Tratto dal romanzo di Ken Kesey del 1962, che fu scritto dall’autore dopo aver lavorato come volontario in un ospedale psichiatrico californiano. Attraverso gli occhi di uno sfacciato delinquente che si finge matto per sfuggire alla galera, Randle McMurphy, vengono raccontate la vita dei pazienti psichiatrici nei manicomi americani ed il trattamento coercitivo loro riservato. Oggi la drammaturgia di Wasserman torna in scena, rielaborata dallo scrittore Maurizio de Giovanni, che l’ha avvicinata a noi cronologicamente e geograficamente, senza stravolgere minimamente la potenza del testo originale. McMurphy diventa Dario Danise e la sua storia e dei suoi compagni è traslata nel 1982 nell’ Ospedale psichiatrico di Aversa.

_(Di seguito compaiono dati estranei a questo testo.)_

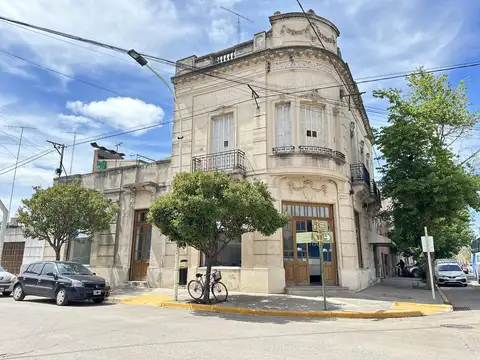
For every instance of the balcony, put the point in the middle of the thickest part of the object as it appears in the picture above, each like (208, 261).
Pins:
(231, 161)
(375, 193)
(360, 179)
(338, 156)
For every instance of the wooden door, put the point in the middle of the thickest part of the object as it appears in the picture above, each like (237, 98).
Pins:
(301, 264)
(329, 259)
(288, 253)
(141, 243)
(12, 256)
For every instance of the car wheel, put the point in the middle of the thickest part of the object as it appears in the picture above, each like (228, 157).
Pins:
(61, 298)
(18, 294)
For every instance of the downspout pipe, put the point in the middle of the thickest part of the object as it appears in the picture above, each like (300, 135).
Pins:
(3, 229)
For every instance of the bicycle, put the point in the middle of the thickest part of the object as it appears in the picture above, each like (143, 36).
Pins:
(196, 287)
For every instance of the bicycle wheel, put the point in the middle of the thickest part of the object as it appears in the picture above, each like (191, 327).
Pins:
(219, 291)
(195, 289)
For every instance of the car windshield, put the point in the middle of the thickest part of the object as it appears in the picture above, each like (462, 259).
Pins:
(72, 269)
(449, 267)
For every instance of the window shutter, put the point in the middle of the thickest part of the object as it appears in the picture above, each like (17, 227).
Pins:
(283, 126)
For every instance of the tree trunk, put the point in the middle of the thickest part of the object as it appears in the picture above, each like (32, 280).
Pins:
(206, 293)
(57, 254)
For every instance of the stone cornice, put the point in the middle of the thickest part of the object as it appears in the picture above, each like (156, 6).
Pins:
(298, 51)
(277, 17)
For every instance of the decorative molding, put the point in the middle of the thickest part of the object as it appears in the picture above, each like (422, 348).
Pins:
(306, 188)
(307, 33)
(306, 64)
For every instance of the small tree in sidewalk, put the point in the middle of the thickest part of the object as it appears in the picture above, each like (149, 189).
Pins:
(61, 212)
(207, 210)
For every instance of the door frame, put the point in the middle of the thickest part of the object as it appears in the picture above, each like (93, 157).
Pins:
(330, 219)
(134, 241)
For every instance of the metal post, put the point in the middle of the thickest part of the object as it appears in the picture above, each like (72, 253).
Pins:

L’allestimento di Alessandro Gassmann risulta personalissimo, elegante, contemporane e ne scaturisce uno spettacolo appassionato, divertente e commovente allo stesso tempo, con una fortissima carica emotiva che lo caratterizza dalla prima all’ultima scena.
La ribellione, la spavalderia, la sfacciataggine di Dario Danise, allergico ad ogni regola, porterà scompiglio e disordine nell’Ospedale, ma la sua carica di umanità contagerà gli altri pazienti e cercherà di risvegliare in loro il diritto ad esprimere liberamente le loro emozioni ed i loro desideri. Il ribelle anticonformista comprende subito la condizione di vita dei suoi compagni, vulnerabili e remissivi. Diverrà, così, il loro paladino di una una battaglia nei confronti di un sistema repressivo, ingiusto, dannoso e crudele. La stessa vita di Denise affronterà un percorso interiore che pur concludendosi drammaticamente, offrirà agli altri pazienti la possibilità di individuare quel qualcosa che continua ad essere loro negato e cioè il controllo della propria vita e la speranza di essere liberi.
Il testo risulta essere un grido di denuncia che scuote le coscienze e che non può non far riflettere sui metodi di costrizione imposti ad uomini da altri uomini, sui meccanismi repressivi della società e dell’ineluttabile rapporto tra individuo e Potere costituito.
L’allestimento di Gassmann si avvale anche di videografie che gli permettono di tradurre in immagini i sogni e le allucinazioni dei cosiddetti “diversi”.
Prodotto dal Teatro Bellini di Napoli, lo spettacolo si avvale dell’interpretazione, tra gli altri di Daniele Russo ed Elisabetta Valgoi e le musiche di Pivio e Aldo Descalzi, legati a Gassmann da anni di collaborazione ed una profonda osmosi collaborativa ed umana.
Lo spettacolo, in scena al Teatro Coccia sabato 29 ottobre alle 21 e domenica 30 alle 16, per la rassegna Prosa, non potrà che indurre il pubblico a riflettere, in particolare i giovani che forse poco conoscono il testo di Kesey e la realtà drammatica degli ex ospedali psichiatrici.